After my fellowship, I still had several years of service to complete, so I returned to the Navy, where I was an otolaryngologist attending and served as both the associate resident program director and the assistant department head before returning to Mass Eye and Ear. I was very used to being one of the only female faculty members in a department. I cannot say that during my time in the military I was treated differently because of my gender. My military colleagues were tremendously supportive of my pregnancy; it was a non-issue. In fact, I don’t think at the time I appreciated just how supportive they were; I took their support for granted. In contrast, I see what others have experienced elsewhere, and I think that academic medicine is a different beast.
SR: Given that you’re now an academic clinician, how do these experiences shape how you mentor your residents and junior faculty?
RL: It takes time to grow a practice, and really requires the support and sponsorship of those around you whose practices are already successful.
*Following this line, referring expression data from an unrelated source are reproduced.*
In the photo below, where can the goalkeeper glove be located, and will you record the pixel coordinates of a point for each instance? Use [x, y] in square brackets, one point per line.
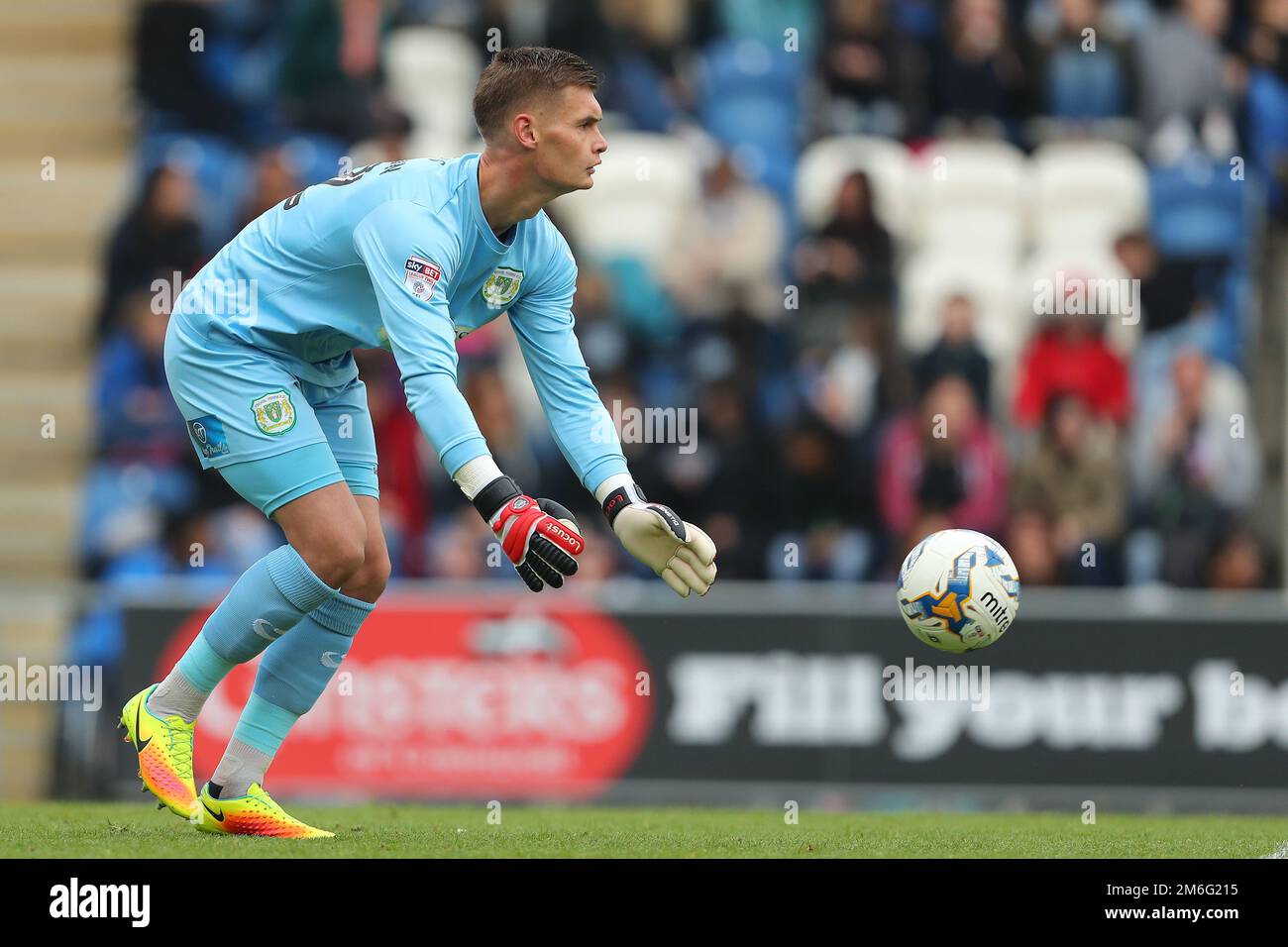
[539, 536]
[682, 554]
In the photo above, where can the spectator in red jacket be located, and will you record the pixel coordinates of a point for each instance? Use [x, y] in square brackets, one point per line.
[1070, 356]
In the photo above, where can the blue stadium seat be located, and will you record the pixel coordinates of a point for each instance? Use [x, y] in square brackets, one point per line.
[220, 171]
[1198, 209]
[1085, 86]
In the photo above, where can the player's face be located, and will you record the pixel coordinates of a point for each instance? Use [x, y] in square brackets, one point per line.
[571, 142]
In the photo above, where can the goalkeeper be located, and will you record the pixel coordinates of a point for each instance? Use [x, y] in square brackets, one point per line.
[407, 256]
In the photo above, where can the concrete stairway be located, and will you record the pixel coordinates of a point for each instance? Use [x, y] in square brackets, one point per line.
[64, 115]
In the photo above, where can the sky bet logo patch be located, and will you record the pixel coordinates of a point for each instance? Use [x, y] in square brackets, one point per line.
[207, 433]
[420, 275]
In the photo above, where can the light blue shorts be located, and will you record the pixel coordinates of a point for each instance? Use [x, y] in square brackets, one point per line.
[271, 436]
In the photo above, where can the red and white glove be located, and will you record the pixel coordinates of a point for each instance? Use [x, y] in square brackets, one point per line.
[539, 536]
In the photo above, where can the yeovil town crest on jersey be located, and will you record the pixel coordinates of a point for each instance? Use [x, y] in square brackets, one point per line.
[501, 287]
[274, 414]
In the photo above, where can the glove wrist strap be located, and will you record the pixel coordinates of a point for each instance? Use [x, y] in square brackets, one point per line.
[494, 495]
[619, 499]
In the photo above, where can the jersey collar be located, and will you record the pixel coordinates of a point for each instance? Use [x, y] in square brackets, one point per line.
[480, 219]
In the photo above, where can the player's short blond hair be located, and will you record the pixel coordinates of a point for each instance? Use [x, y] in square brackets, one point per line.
[515, 75]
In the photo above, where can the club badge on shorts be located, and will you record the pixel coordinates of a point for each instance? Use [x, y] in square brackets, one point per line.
[420, 277]
[274, 414]
[501, 287]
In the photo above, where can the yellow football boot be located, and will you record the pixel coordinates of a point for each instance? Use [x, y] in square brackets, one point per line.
[256, 813]
[163, 745]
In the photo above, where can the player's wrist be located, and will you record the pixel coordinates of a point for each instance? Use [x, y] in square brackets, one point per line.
[492, 497]
[619, 497]
[476, 474]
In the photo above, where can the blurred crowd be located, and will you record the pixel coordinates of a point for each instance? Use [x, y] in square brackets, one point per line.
[824, 447]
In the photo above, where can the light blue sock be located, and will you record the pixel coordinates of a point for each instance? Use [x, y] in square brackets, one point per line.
[268, 599]
[296, 669]
[292, 674]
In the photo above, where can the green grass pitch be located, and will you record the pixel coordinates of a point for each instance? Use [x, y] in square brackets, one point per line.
[112, 830]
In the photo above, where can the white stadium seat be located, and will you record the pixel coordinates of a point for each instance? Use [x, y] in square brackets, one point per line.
[1063, 264]
[432, 76]
[1086, 193]
[971, 196]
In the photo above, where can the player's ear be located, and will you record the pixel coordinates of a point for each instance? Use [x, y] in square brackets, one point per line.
[526, 129]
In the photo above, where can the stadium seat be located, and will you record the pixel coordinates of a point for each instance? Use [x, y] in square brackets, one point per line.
[1086, 193]
[1078, 263]
[1085, 86]
[1197, 209]
[432, 75]
[640, 193]
[825, 163]
[220, 171]
[956, 182]
[931, 277]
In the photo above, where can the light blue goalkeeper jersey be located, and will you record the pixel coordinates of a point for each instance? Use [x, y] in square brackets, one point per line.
[398, 256]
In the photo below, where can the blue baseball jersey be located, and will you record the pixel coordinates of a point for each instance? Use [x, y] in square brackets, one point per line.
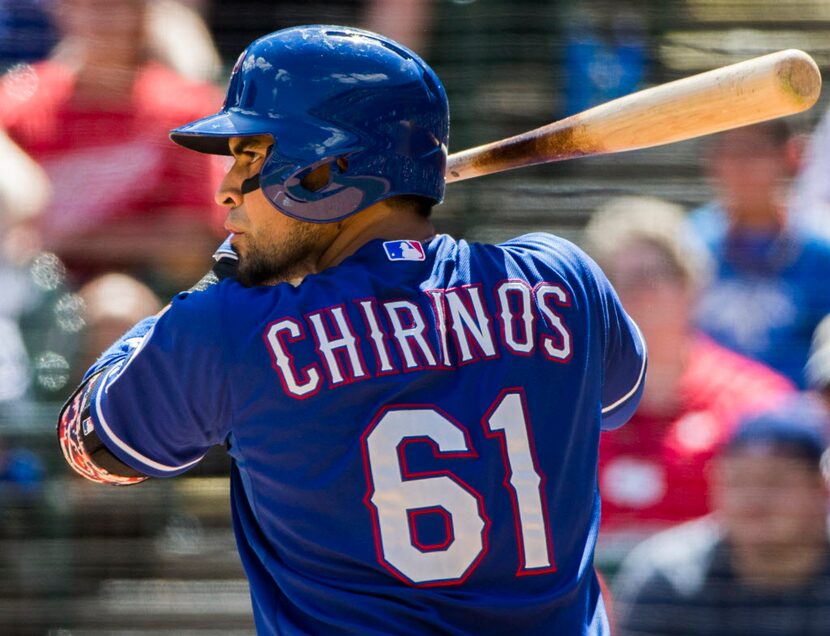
[414, 432]
[768, 292]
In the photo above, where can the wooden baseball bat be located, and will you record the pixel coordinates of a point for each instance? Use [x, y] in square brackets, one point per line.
[762, 88]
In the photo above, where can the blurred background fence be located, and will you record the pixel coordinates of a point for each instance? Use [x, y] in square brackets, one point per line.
[79, 559]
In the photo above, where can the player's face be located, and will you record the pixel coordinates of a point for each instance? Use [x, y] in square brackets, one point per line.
[768, 501]
[272, 246]
[749, 172]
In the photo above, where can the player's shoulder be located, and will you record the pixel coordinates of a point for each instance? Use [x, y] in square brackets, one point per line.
[548, 252]
[548, 248]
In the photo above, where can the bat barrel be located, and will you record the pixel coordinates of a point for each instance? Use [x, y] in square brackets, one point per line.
[763, 88]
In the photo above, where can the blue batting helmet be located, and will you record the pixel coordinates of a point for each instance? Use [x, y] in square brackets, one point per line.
[326, 92]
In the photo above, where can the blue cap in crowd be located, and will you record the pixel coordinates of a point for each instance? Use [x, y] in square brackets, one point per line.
[799, 427]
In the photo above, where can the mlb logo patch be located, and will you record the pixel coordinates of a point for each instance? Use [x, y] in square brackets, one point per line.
[404, 250]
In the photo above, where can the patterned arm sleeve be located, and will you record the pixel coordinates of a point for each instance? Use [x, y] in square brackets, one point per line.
[82, 448]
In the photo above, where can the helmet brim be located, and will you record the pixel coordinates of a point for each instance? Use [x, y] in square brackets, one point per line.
[210, 134]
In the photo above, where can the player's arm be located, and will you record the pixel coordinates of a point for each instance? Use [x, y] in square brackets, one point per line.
[625, 358]
[85, 450]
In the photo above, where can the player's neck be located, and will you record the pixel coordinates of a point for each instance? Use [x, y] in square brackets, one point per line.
[380, 221]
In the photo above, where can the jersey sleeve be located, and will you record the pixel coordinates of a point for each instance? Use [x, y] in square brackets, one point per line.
[163, 400]
[625, 357]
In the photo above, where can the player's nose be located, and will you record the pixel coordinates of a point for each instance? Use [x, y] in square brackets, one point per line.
[228, 193]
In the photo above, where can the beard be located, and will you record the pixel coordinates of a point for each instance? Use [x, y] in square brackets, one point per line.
[289, 259]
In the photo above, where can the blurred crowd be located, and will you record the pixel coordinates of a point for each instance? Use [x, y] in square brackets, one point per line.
[714, 494]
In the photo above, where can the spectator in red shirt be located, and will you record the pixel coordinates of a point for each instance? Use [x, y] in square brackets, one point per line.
[653, 470]
[95, 116]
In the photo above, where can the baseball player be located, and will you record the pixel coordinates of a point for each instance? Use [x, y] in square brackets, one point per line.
[413, 419]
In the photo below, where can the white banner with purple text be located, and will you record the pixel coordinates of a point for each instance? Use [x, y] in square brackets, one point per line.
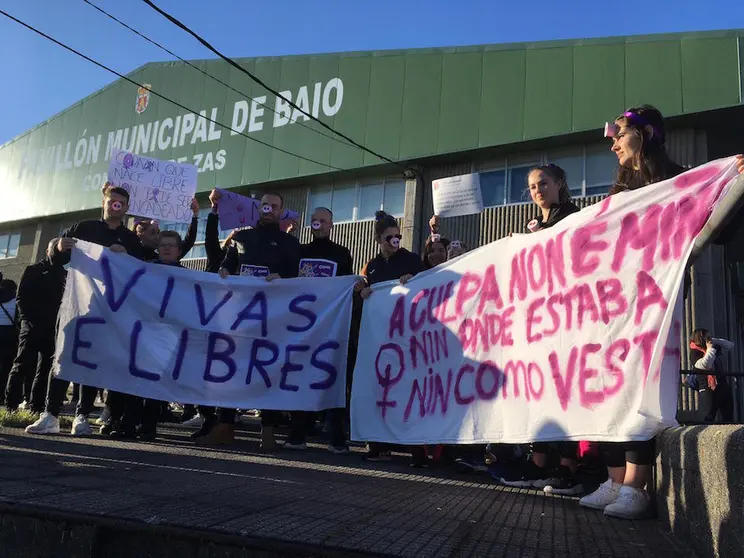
[570, 333]
[173, 334]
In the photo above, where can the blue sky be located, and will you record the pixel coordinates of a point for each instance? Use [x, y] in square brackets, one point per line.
[41, 79]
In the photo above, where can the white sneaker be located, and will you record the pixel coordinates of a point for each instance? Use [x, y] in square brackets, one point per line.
[47, 424]
[194, 422]
[81, 426]
[632, 503]
[605, 495]
[105, 415]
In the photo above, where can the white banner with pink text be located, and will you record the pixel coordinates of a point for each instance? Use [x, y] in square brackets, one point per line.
[570, 333]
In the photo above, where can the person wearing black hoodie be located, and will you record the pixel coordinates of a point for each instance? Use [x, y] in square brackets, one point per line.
[322, 248]
[264, 251]
[393, 262]
[39, 297]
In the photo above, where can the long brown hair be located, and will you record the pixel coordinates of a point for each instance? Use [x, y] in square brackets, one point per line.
[558, 175]
[652, 162]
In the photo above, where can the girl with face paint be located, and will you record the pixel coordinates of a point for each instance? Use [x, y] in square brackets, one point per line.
[392, 262]
[639, 142]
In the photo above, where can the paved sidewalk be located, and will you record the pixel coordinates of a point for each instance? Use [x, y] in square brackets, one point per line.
[320, 500]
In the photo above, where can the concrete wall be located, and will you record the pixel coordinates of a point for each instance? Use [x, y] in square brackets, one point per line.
[699, 489]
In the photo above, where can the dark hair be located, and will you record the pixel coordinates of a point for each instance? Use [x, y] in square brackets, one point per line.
[428, 246]
[171, 234]
[116, 190]
[652, 164]
[281, 198]
[322, 208]
[700, 337]
[559, 175]
[384, 221]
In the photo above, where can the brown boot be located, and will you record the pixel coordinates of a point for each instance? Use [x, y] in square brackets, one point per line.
[221, 435]
[268, 441]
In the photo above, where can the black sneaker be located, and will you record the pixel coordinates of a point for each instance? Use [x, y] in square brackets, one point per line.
[374, 455]
[565, 483]
[531, 476]
[469, 466]
[146, 434]
[123, 433]
[204, 429]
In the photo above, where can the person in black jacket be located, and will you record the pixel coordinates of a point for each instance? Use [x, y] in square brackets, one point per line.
[264, 251]
[322, 248]
[112, 233]
[39, 297]
[393, 262]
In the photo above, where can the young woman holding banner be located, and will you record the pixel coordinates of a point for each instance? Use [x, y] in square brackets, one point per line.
[548, 187]
[639, 142]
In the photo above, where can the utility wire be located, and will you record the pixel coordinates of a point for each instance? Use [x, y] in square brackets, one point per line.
[265, 86]
[198, 69]
[122, 76]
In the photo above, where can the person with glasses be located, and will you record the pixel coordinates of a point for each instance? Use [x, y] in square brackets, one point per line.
[392, 262]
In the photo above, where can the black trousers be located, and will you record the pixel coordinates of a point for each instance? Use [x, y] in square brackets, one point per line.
[29, 375]
[712, 401]
[57, 392]
[616, 454]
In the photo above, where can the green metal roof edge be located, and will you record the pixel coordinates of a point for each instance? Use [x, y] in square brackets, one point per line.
[627, 39]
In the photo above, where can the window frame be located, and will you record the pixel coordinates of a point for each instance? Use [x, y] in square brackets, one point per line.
[359, 184]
That can sometimes be very hard to come by, especially for women entering our profession.
Because of these issues, I’ve become very involved with an organization called the Joint Committee on the Status of Women [JCSW] at Harvard Medical School. The JCSW is a group of individuals from all the Harvard-affiliated hospitals whose purpose is to improve equity and promote equal resource allocation, leadership, and pay for women across Harvard Medical School-affiliated hospitals and beyond. I’ve co-chaired their professional equity committee and I’ve also been the chair of the entire committee.
It’s been a gratifying experience to have these leadership opportunities, and my involvement with JCSW has driven me to write on the topic of gender pay and gender pay equity. I’ve seen the harm that can be done when women aren’t valued or given adequate resources compared to other colleagues. And these disparities aren’t solely women’s issues—they’re a reflection of system issues. It’s not that women can’t negotiate well or that they need more leadership classes, but they become “women’s issues” instead of system-wide issues.
SR: Are there men involved in the committee as well, or is it composed solely of women?
RL: We’re rewriting the strategic plan for the JCSW right now with this very question in mind. While it’s important for women to have a safe space to discuss their concerns, we also need strong male allies and sponsors who are willing to be good bystanders and who help implement policy changes. It’s challenging work and there is much more work to be done.
SR: That sounds similar to how you described the role you believe you’re taking on as ENTtoday’s physician editor. How optimistic are you that we, as a field, can effect positive change for such broad issues as billing and coding, or gender pay equity?
RL: I’m feeling encouraged that well-established leaders in our field, both female and male, who are financially set and who won’t directly benefit from resolving these issues, are advocating that these issues be discussed and gradually solved, simply because it’s the right thing to do. I think they realize that they have a lot of influence in our field and can help make change from both a policy standpoint and by modeling good behavior. It’s inspiring to watch them encourage change of the status quo. They’re willing to help take on the challenge of implementing change so that those who come after them have access to it. I believe that that’s a very generous way of contributing to our field.
Dr. Rapoport is an attending physician in otolaryngology–head and neck surgery at the Veterans Affairs Medical Center in Washington, D.C., and an assistant professor at Georgetown University’s Department of Otolaryngology–Head and Neck Surgery.